The truth is that in relation to water company regulation, the government has failed to give strategic policy guidance to Ofwat over decades. In turn, Ofwat has failed properly to regulate and control the financial structures of the water industry, and it has failed to secure the investment by the water companies necessary to treat sewage and hence clean up our rivers.
As the recent BBC Panorama programme - BBC iPlayer - Panorama - The Water Pollution Cover-Up showed us, the environmental regulation of the water industry by the Environment Agency is also very poor, particularly when it comes to collecting data on sewage works permit compliance and the reporting and categorisation of water company pollution incidents.
However, it is that data which Ofwat is given by the Environment Agency that Ofwat then uses to reward water companies’ alleged ‘good environmental performance’. This is a nonsense that the BBC Panorama programme exposed only too well. It’s like ‘marking your own homework’!
Mr Glen applauds the removal of the cap on civil penalties that can be handed out by environmental regulators. That is all well and good but when those regulators stay in their offices and do not attend pollution incidents to gather data, statements and information then they are hardly likely to be able to deploy those new civil penalties.
Mr Glen says there is much more to do. Indeed, there is, and it is pleasing when politicians recognise that truth.

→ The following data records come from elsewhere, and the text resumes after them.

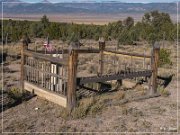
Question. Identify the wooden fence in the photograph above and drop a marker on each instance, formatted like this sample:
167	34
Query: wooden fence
55	78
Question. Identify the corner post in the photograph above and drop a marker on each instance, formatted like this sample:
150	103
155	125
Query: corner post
72	71
154	67
101	55
24	46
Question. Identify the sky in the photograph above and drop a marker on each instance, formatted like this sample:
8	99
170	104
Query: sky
128	1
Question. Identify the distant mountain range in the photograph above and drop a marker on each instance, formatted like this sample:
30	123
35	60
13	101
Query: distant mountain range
112	7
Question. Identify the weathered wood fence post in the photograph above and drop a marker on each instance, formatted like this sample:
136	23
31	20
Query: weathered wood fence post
101	56
23	47
154	67
72	71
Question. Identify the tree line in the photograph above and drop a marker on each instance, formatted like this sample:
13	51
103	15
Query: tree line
154	26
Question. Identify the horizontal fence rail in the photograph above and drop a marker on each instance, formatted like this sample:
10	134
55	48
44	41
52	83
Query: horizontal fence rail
125	75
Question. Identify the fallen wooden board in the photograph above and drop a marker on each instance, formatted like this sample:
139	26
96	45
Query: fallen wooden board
50	96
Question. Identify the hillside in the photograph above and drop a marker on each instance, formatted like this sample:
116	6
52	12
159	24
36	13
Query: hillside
90	8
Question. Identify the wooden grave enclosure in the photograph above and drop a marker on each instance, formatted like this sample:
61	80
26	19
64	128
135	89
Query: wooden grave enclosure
53	75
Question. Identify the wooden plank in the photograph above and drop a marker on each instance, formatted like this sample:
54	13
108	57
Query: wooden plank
154	66
46	57
49	95
23	49
43	71
72	73
134	55
104	78
101	57
65	51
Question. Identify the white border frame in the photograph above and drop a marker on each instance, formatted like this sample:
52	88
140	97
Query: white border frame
92	132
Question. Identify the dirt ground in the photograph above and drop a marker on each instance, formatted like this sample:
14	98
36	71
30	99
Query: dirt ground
154	115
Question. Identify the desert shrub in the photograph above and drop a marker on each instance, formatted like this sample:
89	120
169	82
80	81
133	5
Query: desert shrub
164	57
15	93
83	108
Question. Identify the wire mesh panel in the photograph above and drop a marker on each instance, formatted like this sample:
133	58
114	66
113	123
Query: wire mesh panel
46	74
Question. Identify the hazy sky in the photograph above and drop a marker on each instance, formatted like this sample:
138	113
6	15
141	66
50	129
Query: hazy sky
129	1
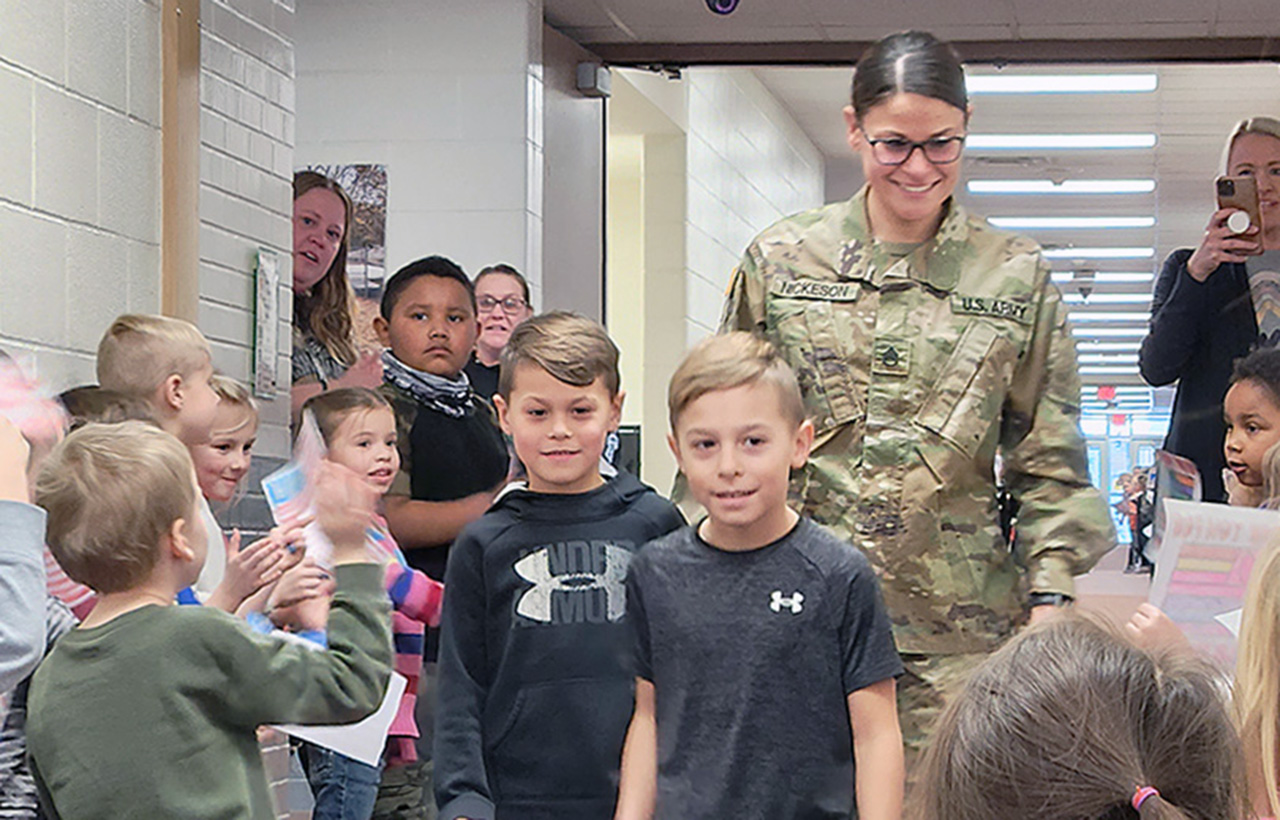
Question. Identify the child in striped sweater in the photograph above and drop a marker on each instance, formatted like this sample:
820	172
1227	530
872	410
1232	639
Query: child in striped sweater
359	430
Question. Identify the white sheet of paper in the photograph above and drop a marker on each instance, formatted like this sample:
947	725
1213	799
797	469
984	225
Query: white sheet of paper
361	741
1232	621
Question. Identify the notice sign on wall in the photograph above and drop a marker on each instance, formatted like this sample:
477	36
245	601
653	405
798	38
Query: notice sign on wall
266	324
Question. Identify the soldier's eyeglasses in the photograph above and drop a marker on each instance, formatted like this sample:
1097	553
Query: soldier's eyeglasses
894	151
511	306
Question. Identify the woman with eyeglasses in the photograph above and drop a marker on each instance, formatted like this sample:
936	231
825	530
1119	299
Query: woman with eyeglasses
502	302
926	343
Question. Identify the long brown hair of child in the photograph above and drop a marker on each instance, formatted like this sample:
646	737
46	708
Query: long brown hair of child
332	407
328	311
1257	679
1068	720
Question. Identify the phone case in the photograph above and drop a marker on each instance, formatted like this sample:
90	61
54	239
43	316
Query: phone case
1242	195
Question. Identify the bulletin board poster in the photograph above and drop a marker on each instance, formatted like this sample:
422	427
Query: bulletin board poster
1203	569
366	242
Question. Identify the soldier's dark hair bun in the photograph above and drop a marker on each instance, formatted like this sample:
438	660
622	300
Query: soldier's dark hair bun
909	62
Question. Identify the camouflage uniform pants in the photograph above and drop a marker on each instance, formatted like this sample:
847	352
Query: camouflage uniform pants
923	692
407	792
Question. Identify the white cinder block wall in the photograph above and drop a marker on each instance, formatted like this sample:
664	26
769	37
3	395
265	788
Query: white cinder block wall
246	202
449	97
749	165
80	183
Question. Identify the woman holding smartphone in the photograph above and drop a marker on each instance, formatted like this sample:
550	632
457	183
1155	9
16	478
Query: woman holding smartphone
1217	301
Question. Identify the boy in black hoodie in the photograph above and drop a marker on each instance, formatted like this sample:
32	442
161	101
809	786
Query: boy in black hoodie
535	688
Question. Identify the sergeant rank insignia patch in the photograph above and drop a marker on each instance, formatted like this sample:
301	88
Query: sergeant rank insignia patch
891	357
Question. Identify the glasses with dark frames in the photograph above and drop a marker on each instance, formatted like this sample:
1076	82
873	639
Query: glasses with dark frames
896	151
511	306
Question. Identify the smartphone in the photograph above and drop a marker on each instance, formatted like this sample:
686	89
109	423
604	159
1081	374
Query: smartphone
1242	195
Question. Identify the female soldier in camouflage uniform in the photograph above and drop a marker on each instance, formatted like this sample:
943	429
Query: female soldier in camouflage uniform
926	342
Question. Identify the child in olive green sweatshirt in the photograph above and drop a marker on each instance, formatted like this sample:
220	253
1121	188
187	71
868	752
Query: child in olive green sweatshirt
149	709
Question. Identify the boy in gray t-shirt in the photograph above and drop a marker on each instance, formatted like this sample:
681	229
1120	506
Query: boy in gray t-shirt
764	659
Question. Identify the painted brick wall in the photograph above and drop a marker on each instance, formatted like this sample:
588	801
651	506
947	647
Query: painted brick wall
246	202
80	183
749	165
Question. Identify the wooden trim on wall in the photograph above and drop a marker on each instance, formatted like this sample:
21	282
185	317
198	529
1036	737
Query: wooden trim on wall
179	164
992	51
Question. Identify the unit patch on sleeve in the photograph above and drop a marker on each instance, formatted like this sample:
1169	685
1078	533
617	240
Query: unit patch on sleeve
814	289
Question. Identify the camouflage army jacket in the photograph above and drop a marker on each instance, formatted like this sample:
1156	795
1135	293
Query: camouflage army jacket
918	363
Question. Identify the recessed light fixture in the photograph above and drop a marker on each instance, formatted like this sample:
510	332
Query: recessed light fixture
1106	298
1079	315
1098	253
1066	186
1060	83
1065	223
1114	333
1014	142
1106	278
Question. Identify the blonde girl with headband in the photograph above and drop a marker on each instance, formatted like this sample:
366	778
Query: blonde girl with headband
1069	722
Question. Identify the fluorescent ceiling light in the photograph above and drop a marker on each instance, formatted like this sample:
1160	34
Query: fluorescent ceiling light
1078	315
1106	298
1107	347
1013	142
1115	333
1066	186
1098	253
1083	223
1101	279
1060	83
1098	370
1101	358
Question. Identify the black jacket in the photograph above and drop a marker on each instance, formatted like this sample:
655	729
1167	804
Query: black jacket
535	677
1197	330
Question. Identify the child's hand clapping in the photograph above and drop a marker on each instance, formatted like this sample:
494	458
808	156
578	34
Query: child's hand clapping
14	453
300	583
251	569
1150	628
344	505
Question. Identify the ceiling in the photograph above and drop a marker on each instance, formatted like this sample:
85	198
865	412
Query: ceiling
816	30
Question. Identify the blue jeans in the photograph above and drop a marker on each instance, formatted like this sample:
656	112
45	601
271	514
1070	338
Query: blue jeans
344	788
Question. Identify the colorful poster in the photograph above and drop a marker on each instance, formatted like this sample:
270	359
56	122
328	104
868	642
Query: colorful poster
1203	569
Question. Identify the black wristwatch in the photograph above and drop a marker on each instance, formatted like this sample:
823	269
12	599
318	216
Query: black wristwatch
1050	599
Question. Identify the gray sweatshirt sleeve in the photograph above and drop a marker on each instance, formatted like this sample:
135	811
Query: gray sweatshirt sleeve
22	591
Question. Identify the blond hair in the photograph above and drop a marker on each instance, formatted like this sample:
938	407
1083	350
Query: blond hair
138	352
333	407
1257	678
328	311
232	393
730	361
568	346
1252	126
92	403
1068	720
112	493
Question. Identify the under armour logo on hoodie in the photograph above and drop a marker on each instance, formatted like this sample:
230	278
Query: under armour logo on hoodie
575	582
795	603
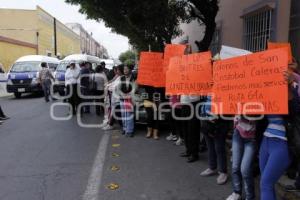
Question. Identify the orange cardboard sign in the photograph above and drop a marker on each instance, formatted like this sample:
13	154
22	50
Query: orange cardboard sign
273	45
252	84
150	64
190	75
173	50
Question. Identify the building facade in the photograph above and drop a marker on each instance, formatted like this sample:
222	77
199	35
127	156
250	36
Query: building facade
26	32
250	24
88	44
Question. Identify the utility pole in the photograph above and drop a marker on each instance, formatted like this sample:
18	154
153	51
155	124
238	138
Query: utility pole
55	37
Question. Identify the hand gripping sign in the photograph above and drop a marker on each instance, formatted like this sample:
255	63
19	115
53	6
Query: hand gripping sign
150	68
190	75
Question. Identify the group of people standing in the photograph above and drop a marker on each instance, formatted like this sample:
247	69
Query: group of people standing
264	142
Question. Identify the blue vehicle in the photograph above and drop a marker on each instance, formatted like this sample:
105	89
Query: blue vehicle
22	77
59	84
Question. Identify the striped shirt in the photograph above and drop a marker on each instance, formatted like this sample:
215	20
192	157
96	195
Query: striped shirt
276	127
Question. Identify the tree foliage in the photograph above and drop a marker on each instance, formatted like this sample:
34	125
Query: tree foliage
151	22
127	58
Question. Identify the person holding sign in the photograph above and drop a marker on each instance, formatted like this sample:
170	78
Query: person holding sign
127	90
151	103
191	127
243	154
215	131
274	156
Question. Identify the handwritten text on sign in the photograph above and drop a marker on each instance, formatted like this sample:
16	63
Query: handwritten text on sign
252	84
273	45
190	74
150	65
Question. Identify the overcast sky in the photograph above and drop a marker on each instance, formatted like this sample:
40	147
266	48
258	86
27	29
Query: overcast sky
65	13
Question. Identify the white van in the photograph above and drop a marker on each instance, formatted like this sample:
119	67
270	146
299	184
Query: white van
59	84
22	76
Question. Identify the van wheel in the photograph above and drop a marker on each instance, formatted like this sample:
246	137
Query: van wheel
17	95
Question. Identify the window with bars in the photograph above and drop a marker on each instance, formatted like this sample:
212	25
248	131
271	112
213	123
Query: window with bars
216	42
257	30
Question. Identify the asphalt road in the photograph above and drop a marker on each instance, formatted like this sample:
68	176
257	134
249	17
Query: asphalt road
44	159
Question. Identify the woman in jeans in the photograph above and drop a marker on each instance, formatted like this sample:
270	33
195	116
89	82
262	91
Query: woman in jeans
274	157
243	153
154	97
215	131
127	90
175	123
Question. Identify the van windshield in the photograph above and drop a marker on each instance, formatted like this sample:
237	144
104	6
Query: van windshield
26	67
62	66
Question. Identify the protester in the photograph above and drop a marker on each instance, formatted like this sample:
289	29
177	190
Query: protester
45	76
107	98
2	115
1	69
274	157
85	86
191	127
100	82
71	77
243	153
175	123
127	88
115	114
215	130
294	114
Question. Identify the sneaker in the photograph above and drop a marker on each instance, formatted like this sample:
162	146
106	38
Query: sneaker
208	172
4	118
222	179
108	128
234	196
103	124
291	188
171	137
179	142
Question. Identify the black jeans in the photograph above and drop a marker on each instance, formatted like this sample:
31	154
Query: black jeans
100	99
1	112
215	136
85	92
191	132
46	85
152	118
116	115
176	124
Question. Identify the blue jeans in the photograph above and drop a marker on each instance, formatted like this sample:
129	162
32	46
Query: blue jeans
274	159
243	152
46	85
215	137
127	119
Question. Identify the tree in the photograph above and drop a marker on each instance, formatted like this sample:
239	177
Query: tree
127	58
205	11
152	22
144	22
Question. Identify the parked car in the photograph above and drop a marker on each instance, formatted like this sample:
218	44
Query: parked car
59	84
22	76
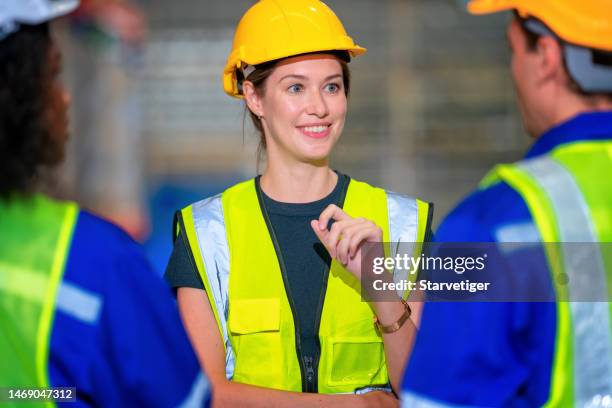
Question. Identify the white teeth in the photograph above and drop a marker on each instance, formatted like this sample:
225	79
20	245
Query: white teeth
315	129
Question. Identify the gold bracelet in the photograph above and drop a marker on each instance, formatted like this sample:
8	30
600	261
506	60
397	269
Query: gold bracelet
393	327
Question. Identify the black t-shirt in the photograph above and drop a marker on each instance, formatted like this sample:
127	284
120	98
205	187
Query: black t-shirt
306	260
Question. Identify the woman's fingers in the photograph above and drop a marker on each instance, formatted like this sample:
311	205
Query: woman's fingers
334	212
348	233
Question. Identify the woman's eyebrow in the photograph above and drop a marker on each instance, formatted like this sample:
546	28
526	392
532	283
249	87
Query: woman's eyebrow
303	77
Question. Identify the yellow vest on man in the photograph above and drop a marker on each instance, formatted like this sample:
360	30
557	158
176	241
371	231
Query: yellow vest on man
238	258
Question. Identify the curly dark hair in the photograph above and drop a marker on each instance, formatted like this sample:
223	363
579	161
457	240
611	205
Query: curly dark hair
25	80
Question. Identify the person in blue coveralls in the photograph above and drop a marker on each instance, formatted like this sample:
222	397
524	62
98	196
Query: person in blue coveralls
535	353
79	305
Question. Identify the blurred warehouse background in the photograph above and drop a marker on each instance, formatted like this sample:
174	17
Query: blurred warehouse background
431	107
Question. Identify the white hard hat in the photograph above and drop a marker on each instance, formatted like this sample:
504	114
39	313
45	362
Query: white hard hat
16	12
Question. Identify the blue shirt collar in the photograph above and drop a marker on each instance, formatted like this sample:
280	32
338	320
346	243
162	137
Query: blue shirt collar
585	126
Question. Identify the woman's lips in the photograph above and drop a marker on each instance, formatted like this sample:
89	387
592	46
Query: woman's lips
316	131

However, let's not fool ourselves that, in some way, the current and previous governments, of both political persuasions, are to be exonerated from blame here. The awful state of English rivers is largely their fault. Do bear in mind, that our local river, the Avon, is an SSSI and SAC which is the highest international recognition of an ecological environment and one of the last rivers to support the Chalk stream variant of the endangered Atlantic salmon.
The Water Framework Directive was agreed by the UK back in 2000 and it was supposed to return all water bodies to good ecological status by 2015. Unfortunately, we languish at only 14% of English rivers achieving that good ecological status. The blame for that lies squarely with politicians like Mr Glen.